Tipping Points and the Need for Urgent Action
Tipping points in climate science are used to describe critical thresholds that cause large and generally irreversible changes in the climate system (Intergovernmental Panel on Climate Change (IPCC)). For example, if the average global temperatures exceed 1.5°C, which we are very close to, it is predicted that we will cross a tipping point. The collapse of the West Antarctic ice sheet, the death of tropical coral reefs, and the thawing of permafrost can be triggered by this warming. If the temperature increase approaches 2°C, we may cross other tipping points. In such a case, for example, the Amazon forests, known as the lungs of the world, can reach a point of drying and collapse, transitioning from being a carbon sink to a carbon source. This situation can further accelerate climate change and start an irreversible cycle. Unpredictable levels of extreme weather events, significant increases in sea level, reduction of water resources, and large declines in agricultural productivity... Scientists say that such a scenario could occur within the next few decades if urgent measures are not taken.
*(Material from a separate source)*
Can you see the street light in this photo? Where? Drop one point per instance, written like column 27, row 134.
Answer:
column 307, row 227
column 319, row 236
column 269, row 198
In order to prevent this, we need to significantly reduce greenhouse gas emissions. This includes reducing fossil fuel use in energy production, transport, and industry, and transitioning to renewable energy sources. In addition, energy efficiency should be increased and energy saving should be encouraged in all areas of life from production to consumption. Of course, first and foremost, we need to protect what we have, and prevent natural resources and ecosystems from being seen as just low-cost resources for industrial activities. We must put the fight against climate change at the center of economic and social policies; we urgently need to build self-sufficient, circular, and climate-resilient lifestyles. As time runs out, this effort is becoming increasingly important to protect the future of our planet.